Now, collect all $L$ such that $L$ appears less than $z$ times in $a$. Using our subtask $3$ algorithm, the total complexity to process all such $L$ is $\mathcal{O}(\frac{N}{z} \cdot z^2 \log N)$.

It becomes apparent that the complexities of our subtask $2$ and $3$ algorithms are inversely proportional. We must choose a suitable value for $z$ such that the complexities for both subtasks are as equal as possible.

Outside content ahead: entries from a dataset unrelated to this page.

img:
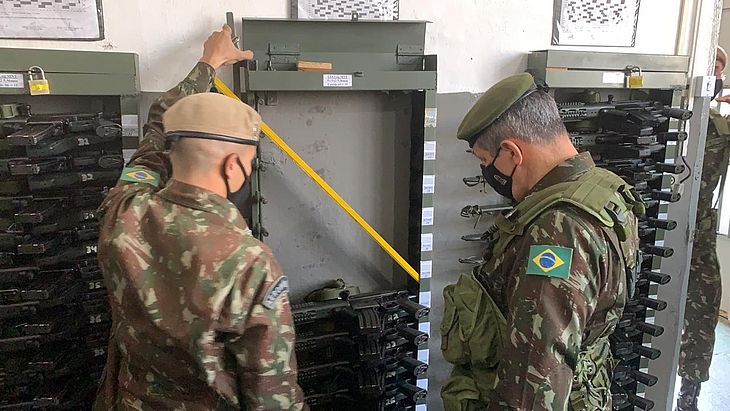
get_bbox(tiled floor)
[675,318,730,411]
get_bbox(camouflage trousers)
[679,210,722,382]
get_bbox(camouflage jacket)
[697,109,730,225]
[95,63,305,410]
[474,153,636,410]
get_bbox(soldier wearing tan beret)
[94,26,306,410]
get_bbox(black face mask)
[481,149,517,201]
[715,78,723,97]
[223,157,251,215]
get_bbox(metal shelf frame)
[228,13,437,411]
[528,50,692,409]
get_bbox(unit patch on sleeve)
[119,167,160,187]
[261,275,289,310]
[527,245,573,278]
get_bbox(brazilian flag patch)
[527,245,573,278]
[119,167,160,187]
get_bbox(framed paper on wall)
[0,0,104,41]
[552,0,641,47]
[291,0,399,21]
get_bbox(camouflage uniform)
[95,63,306,410]
[679,110,730,382]
[442,153,638,411]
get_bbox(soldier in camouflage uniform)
[677,48,730,411]
[441,74,643,411]
[94,26,306,410]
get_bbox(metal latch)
[395,44,424,65]
[268,43,301,69]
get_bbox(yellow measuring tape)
[215,77,420,281]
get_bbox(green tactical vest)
[441,167,644,411]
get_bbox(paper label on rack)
[421,207,433,225]
[423,176,436,194]
[421,233,433,251]
[122,114,139,137]
[0,73,25,88]
[603,72,626,84]
[423,141,436,160]
[322,74,352,87]
[418,291,431,308]
[423,108,438,128]
[421,260,433,278]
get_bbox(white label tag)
[423,108,438,128]
[322,74,352,87]
[421,207,433,225]
[421,233,433,251]
[423,141,436,160]
[423,176,436,194]
[418,291,431,308]
[603,72,626,84]
[0,73,25,88]
[421,260,433,278]
[122,114,139,137]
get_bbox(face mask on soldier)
[715,76,725,97]
[222,156,251,215]
[481,148,517,201]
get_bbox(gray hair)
[475,91,568,156]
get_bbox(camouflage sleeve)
[219,246,307,410]
[120,62,215,186]
[488,210,608,410]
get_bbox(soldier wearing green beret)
[441,74,644,411]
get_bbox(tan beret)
[456,73,537,147]
[715,46,727,66]
[162,93,261,144]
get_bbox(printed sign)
[322,74,352,87]
[0,73,25,88]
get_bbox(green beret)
[456,73,537,147]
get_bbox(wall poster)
[552,0,641,47]
[0,0,104,40]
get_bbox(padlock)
[28,66,51,96]
[628,66,644,88]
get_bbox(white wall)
[0,0,682,93]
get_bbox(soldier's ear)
[500,139,524,166]
[223,154,241,180]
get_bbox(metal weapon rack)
[528,50,699,410]
[228,14,436,411]
[0,48,139,410]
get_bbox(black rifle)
[6,114,111,146]
[26,133,119,158]
[28,171,120,191]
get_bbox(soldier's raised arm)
[115,25,253,191]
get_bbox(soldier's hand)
[200,24,253,69]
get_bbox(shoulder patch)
[261,275,289,310]
[119,167,160,187]
[527,245,573,279]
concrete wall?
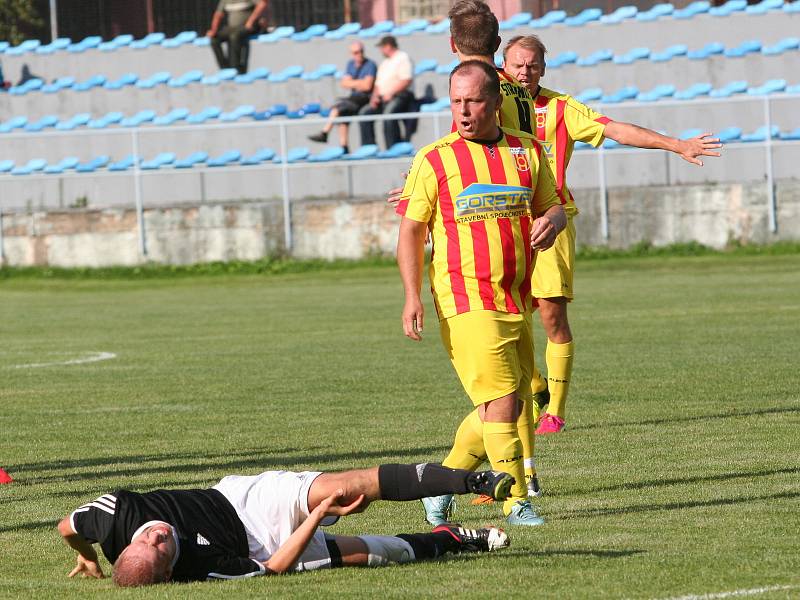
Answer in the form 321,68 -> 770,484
2,179 -> 800,267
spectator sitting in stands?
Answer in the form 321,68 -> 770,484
358,35 -> 414,148
206,0 -> 268,73
308,42 -> 378,154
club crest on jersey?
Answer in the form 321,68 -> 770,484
454,184 -> 533,223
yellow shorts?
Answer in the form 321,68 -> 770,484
531,216 -> 575,300
440,310 -> 533,406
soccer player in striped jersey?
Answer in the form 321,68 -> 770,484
397,60 -> 566,525
503,35 -> 722,434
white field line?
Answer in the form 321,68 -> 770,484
664,585 -> 800,600
14,352 -> 117,369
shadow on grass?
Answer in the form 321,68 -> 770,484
550,492 -> 800,521
569,406 -> 800,431
580,467 -> 800,496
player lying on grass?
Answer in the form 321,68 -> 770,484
58,463 -> 514,586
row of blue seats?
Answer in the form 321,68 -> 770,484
0,142 -> 414,175
0,102 -> 330,133
8,37 -> 800,96
0,0 -> 800,56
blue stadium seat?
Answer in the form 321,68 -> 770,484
103,73 -> 139,90
686,42 -> 725,60
725,40 -> 761,58
173,152 -> 208,169
741,125 -> 781,142
241,148 -> 275,165
233,67 -> 269,83
186,106 -> 222,124
130,31 -> 167,50
120,109 -> 156,127
322,23 -> 361,40
747,79 -> 786,96
613,46 -> 650,65
576,49 -> 614,67
600,5 -> 639,25
153,108 -> 189,125
267,65 -> 303,83
141,152 -> 175,171
650,44 -> 689,62
344,144 -> 378,160
672,0 -> 711,19
219,104 -> 256,123
636,84 -> 675,102
636,2 -> 675,21
780,127 -> 800,140
108,154 -> 141,171
708,81 -> 748,98
308,146 -> 344,162
206,150 -> 242,167
717,127 -> 742,144
414,58 -> 439,75
11,158 -> 47,175
575,87 -> 603,102
25,115 -> 58,131
75,154 -> 110,173
44,156 -> 80,175
564,8 -> 603,27
376,142 -> 414,158
256,25 -> 294,44
708,0 -> 747,17
673,82 -> 711,100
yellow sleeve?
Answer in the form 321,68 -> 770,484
564,97 -> 611,147
531,151 -> 561,219
395,152 -> 439,223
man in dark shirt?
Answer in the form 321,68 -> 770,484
58,463 -> 513,586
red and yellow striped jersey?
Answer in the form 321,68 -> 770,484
533,87 -> 611,215
397,128 -> 559,319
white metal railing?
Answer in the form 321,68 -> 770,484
0,94 -> 800,260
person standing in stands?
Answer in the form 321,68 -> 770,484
206,0 -> 268,73
308,42 -> 378,154
358,35 -> 414,148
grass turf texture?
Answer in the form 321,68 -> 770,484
0,254 -> 800,598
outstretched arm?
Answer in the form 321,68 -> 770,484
604,121 -> 722,167
58,517 -> 105,579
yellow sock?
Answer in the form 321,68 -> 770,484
517,398 -> 536,487
483,421 -> 528,514
442,408 -> 486,471
545,340 -> 575,419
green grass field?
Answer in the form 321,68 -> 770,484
0,254 -> 800,599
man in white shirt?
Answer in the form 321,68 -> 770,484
358,35 -> 414,148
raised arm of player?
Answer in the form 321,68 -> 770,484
397,217 -> 428,342
263,490 -> 364,575
58,517 -> 105,579
603,121 -> 722,167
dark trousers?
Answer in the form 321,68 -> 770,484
211,25 -> 250,73
358,91 -> 414,149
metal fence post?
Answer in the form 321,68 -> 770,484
280,122 -> 292,254
131,127 -> 147,258
764,96 -> 778,233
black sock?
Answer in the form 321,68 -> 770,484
395,531 -> 460,560
378,463 -> 472,500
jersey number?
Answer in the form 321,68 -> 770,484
514,96 -> 533,133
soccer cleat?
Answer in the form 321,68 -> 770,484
506,500 -> 544,527
467,471 -> 514,500
528,475 -> 542,498
536,413 -> 564,435
422,494 -> 455,527
432,524 -> 511,553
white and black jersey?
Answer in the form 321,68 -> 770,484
70,489 -> 265,581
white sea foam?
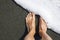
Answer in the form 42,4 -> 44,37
15,0 -> 60,34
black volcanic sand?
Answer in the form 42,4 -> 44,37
0,0 -> 60,40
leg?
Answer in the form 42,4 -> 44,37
39,18 -> 52,40
24,13 -> 35,40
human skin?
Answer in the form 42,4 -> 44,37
24,13 -> 35,40
24,13 -> 52,40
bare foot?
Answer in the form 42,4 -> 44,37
24,13 -> 35,40
39,18 -> 47,36
26,13 -> 35,32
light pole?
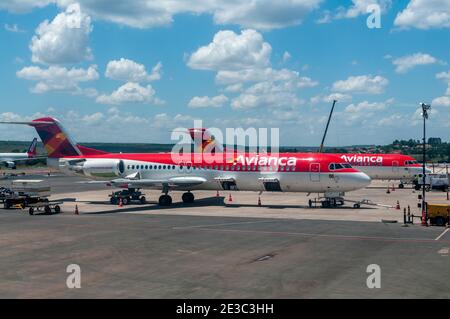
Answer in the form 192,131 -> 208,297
420,103 -> 431,225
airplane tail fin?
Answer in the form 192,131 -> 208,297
188,128 -> 223,154
0,117 -> 108,158
27,117 -> 82,158
27,137 -> 37,158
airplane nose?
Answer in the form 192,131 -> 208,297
339,172 -> 372,192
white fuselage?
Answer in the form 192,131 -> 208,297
0,153 -> 29,162
353,164 -> 430,180
48,158 -> 370,193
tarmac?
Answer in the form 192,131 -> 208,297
0,172 -> 450,298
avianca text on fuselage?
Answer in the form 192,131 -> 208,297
341,154 -> 383,164
236,155 -> 297,166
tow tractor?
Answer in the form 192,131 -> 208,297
0,180 -> 62,215
109,188 -> 147,205
308,192 -> 393,208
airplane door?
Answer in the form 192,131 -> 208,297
309,163 -> 320,182
392,161 -> 398,173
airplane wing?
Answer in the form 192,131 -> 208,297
4,156 -> 47,162
79,173 -> 206,189
108,176 -> 206,189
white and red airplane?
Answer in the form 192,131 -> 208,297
188,128 -> 431,188
337,154 -> 431,188
1,117 -> 370,206
0,138 -> 37,169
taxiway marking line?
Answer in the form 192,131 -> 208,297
172,220 -> 274,230
173,227 -> 446,243
434,228 -> 450,240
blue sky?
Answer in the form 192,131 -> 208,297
0,0 -> 450,146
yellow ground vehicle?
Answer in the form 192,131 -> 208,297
427,204 -> 450,226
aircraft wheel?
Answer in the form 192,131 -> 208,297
158,195 -> 172,206
181,192 -> 194,203
434,216 -> 445,226
122,197 -> 130,206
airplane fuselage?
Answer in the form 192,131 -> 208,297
336,154 -> 429,180
48,153 -> 370,193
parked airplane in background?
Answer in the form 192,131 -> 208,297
0,138 -> 37,169
188,128 -> 431,188
1,117 -> 370,206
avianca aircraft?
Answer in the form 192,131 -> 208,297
1,117 -> 370,206
337,154 -> 431,187
188,128 -> 431,188
0,138 -> 37,169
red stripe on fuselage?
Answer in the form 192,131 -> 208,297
342,154 -> 421,167
60,153 -> 359,173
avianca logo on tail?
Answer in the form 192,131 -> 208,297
341,155 -> 383,163
236,155 -> 297,166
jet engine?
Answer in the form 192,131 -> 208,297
5,162 -> 17,169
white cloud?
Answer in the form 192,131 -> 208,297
431,96 -> 450,106
377,113 -> 408,127
0,0 -> 55,13
30,4 -> 93,64
187,30 -> 318,109
105,58 -> 162,82
187,29 -> 272,71
316,10 -> 333,24
392,52 -> 444,73
224,83 -> 243,93
394,0 -> 450,30
345,101 -> 386,113
283,51 -> 292,63
97,82 -> 164,105
16,65 -> 99,96
310,93 -> 352,104
188,94 -> 228,108
216,68 -> 319,88
231,81 -> 303,109
332,75 -> 389,94
46,0 -> 322,29
436,70 -> 450,95
4,23 -> 25,33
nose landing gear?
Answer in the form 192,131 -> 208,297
158,194 -> 172,206
181,192 -> 195,203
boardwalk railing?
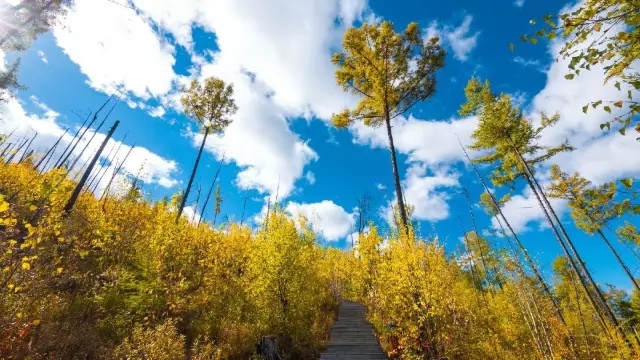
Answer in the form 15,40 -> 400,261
320,301 -> 387,360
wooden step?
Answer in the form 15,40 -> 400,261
320,301 -> 388,360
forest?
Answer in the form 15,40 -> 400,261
0,0 -> 640,360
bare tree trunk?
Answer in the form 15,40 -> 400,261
36,129 -> 69,174
176,127 -> 209,224
385,110 -> 409,234
240,192 -> 247,226
69,117 -> 107,171
100,144 -> 136,207
64,120 -> 120,214
18,132 -> 38,163
458,139 -> 567,326
198,155 -> 225,225
56,95 -> 113,170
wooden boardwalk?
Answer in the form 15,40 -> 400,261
320,301 -> 387,360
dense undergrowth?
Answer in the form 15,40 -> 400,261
0,164 -> 339,359
0,161 -> 636,359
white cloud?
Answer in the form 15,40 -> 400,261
53,1 -> 180,99
425,15 -> 480,62
107,0 -> 372,199
350,116 -> 477,224
285,200 -> 354,241
403,165 -> 460,222
491,183 -> 566,233
513,56 -> 544,71
0,95 -> 177,192
129,0 -> 366,119
194,58 -> 318,199
149,106 -> 167,118
350,116 -> 477,165
484,12 -> 640,231
0,49 -> 6,71
182,205 -> 201,224
304,171 -> 316,185
38,51 -> 49,64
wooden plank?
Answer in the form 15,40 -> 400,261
320,301 -> 388,360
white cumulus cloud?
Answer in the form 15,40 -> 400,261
285,200 -> 354,241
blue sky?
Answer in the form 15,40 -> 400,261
0,0 -> 640,289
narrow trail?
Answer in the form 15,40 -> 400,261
320,301 -> 387,360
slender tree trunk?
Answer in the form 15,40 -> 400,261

Finally, if we set $z \approx \sqrt{N}$, then the complexity of both subtasks is $\mathcal{O}(N \sqrt{N} \log {N})$, which is enough to receive full credit.

My C++ Code:

#include <bits/stdc++.h>
using namespace std;

const int N = 1e5 + 5;
vector<int> lab_idx[N];

// use two pointers to manually calculate number of groups
int get_groups(int label, int x) {
	int cnt = 0, l = 0, r = 0;
	auto &v = lab_idx[label];
	while (l < (int)v.size()) {
		while (r < (int)v.size() && v[r] - v[l] <= x) { r++; }
		cnt++;
		l = r;
	}
	return cnt;
}

int n;
vector<int> nxt;

int get_groups_big(int label, int x) {
	int cnt = 0, i = lab_idx[label][0];
	while (i < n) {
		cnt++;
		if (i + x + 1 >= n) break;
		i = nxt[i + x + 1];
	}
	return cnt;
}

int main() {
	cin.tie(0)->sync_with_stdio(0);
	cin >> n;
	nxt.resize(n + 1);
	for (int i = 0; i < n; i++) {
		int c;
		cin >> c;
		lab_idx[c].push_back(i);
	}
	vector<int> small_ans(n + 1), large_ans(n + 1);
	int SQ = (int)sqrt(n);
	for (int label = 1; label <= n; label++) {
		auto& v = lab_idx[label];
		int lab_sz = v.size();
		if (lab_sz > SQ) {
			// Subtask 2
			fill(nxt.begin(), nxt.end(), 0);
			for (int i : v) { nxt[i] = i; }
			nxt[n] = n;
			for (int i = n - 1; i >= 0; i--) {
				if (!nxt[i]) nxt[i] = nxt[i + 1];
			}
			for (int x = 1; x <= n; x++) {
				large_ans[x] += get_groups_big(label, x);
			}
		} else {
			// Subtask 3
			for (int groups = 1; groups <= lab_sz; groups++) {
				int l = 0, r = n + 1;
				while (l < r - 1) {
					int mid = l + (r - l) / 2;
					if (get_groups(label, mid) < groups) {
						r = mid;
					} else {
						l = mid;
					}
				}
				// will contribute to x in the range of [1, r)
				small_ans[1]++;
				if (r <= n) small_ans[r]--;
			}
		}
	}
	for (int i = 2; i <= n; i++) { small_ans[i] += small_ans[i - 1]; }
	for (int i = 1; i <= n; i++) {
		cout << small_ans[i] + large_ans[i] << "\n";
	}
}

Bonus: Solve this problem in $O(N\sqrt N)$ time using the method from this blog post.